Periodically update DNS caches for better privacy of non-reachable nodes #18421

pull naumenkogs wants to merge 2 commits into bitcoin:master from naumenkogs:2020_03_dns_cache_update changing 2 files +76 −7
  1. naumenkogs commented at 3:58 pm on March 24, 2020: member

    Every time a fresh Bitcoin Core node starts, it makes a DNS query to learn about nodes in the network. This process leaks the privacy of those new nodes: every required DNS server and the corresponding infrastructure would be aware that a new node was spinned up in a particular internet segment. The goal of this proposal is to reduce the number of those actors learning about a new node. The way to achieve it is to keep DNS server caches updated, so that new nodes rarely hit anything past the early servers.

    To keep them updated, every reachable node would periodically make all widely used DNS queries, thus, triggering DNS cache updates on the resolvers appearing on their path to the end DNS servers. This, obviously, would leak more information about the existence of these reachable nodes. We think this is no big deal, because those nodes are already easy to find, since they are reachable.

    Note that this helps only to those private nodes, which share a subnet with some reachable node running this code.

    In future, it would be great to analyze the results of those queries against a local AddrMan to check for anomalies.

    The idea was originally proposed by Greg Maxwell.
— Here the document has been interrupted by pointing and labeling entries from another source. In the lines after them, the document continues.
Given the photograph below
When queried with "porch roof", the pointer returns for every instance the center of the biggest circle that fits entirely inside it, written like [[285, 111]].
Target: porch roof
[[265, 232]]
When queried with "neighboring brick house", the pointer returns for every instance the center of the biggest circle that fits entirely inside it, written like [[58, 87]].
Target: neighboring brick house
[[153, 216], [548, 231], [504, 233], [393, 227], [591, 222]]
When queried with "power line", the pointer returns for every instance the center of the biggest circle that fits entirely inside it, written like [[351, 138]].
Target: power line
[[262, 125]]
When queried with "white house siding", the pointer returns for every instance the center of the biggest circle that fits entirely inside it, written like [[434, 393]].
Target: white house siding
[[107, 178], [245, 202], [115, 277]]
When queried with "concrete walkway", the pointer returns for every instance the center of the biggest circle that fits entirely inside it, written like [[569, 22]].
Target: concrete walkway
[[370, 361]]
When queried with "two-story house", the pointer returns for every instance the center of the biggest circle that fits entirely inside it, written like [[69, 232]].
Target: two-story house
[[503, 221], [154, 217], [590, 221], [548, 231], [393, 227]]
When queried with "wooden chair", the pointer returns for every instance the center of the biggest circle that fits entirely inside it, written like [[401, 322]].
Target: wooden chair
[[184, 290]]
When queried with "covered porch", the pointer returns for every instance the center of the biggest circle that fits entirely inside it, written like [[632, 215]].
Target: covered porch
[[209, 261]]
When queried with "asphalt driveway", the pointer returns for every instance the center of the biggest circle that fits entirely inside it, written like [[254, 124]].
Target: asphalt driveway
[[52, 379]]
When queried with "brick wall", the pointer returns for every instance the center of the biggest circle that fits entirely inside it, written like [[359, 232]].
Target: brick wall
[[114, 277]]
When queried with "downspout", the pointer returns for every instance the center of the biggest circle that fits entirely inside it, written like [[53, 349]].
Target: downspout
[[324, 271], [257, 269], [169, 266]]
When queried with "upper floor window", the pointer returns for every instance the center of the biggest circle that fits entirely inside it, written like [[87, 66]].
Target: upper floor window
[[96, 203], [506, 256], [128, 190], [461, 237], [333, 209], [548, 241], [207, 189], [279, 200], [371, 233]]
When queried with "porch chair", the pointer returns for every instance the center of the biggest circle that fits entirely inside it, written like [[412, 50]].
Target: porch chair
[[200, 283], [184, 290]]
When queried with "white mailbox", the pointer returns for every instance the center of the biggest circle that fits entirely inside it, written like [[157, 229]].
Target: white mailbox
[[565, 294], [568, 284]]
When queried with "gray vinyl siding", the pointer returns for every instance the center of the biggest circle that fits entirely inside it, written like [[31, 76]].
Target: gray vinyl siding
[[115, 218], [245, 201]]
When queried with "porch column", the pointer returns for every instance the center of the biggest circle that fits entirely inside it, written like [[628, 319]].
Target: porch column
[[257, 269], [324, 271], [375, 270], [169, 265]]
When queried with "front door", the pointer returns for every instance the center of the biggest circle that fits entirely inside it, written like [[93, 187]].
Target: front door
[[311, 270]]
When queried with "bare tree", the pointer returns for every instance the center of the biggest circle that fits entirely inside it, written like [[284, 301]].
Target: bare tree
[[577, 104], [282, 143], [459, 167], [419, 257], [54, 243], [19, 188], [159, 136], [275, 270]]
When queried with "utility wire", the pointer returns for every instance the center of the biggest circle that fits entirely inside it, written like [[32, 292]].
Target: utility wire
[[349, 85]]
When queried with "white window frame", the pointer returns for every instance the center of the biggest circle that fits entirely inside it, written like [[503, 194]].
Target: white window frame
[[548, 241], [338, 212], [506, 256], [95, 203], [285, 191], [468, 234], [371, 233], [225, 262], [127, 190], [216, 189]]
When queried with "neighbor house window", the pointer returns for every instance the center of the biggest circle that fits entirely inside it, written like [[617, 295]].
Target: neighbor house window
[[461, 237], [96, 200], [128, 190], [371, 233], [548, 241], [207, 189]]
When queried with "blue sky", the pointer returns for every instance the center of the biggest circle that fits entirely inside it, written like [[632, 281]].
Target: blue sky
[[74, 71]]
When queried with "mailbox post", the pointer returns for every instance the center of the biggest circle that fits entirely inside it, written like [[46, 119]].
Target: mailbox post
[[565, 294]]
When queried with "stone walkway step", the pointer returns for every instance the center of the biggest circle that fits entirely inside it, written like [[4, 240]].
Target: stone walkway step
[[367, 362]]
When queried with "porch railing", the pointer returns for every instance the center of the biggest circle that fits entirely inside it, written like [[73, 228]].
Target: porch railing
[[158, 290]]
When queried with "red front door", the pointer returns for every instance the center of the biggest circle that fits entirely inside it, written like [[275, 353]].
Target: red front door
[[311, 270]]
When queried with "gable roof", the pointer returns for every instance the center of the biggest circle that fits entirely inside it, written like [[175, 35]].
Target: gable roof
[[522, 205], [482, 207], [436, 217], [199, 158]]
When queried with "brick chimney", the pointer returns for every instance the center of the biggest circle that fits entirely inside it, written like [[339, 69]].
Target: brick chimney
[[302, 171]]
  2. naumenkogs renamed this:
    Periodically update DNS caches for better privacy of non reachable-nodes
    Periodically update DNS caches for better privacy of non-reachable nodes
    on Mar 24, 2020
  3. laanwj added the label P2P on Mar 24, 2020
  4. DrahtBot commented at 4:18 pm on March 24, 2020: member

    The following sections might be updated with supplementary metadata relevant to reviewers and maintainers.

    Conflicts

    Reviewers, this pull request conflicts with the following ones:

    • #19316 ([net] Cleanup logic around connection types by amitiuttarwar)
    • #19064 (refactor: Cleanup thread ctor calls by hebasto)
    • #18077 (net: Add NAT-PMP port forwarding support by hebasto)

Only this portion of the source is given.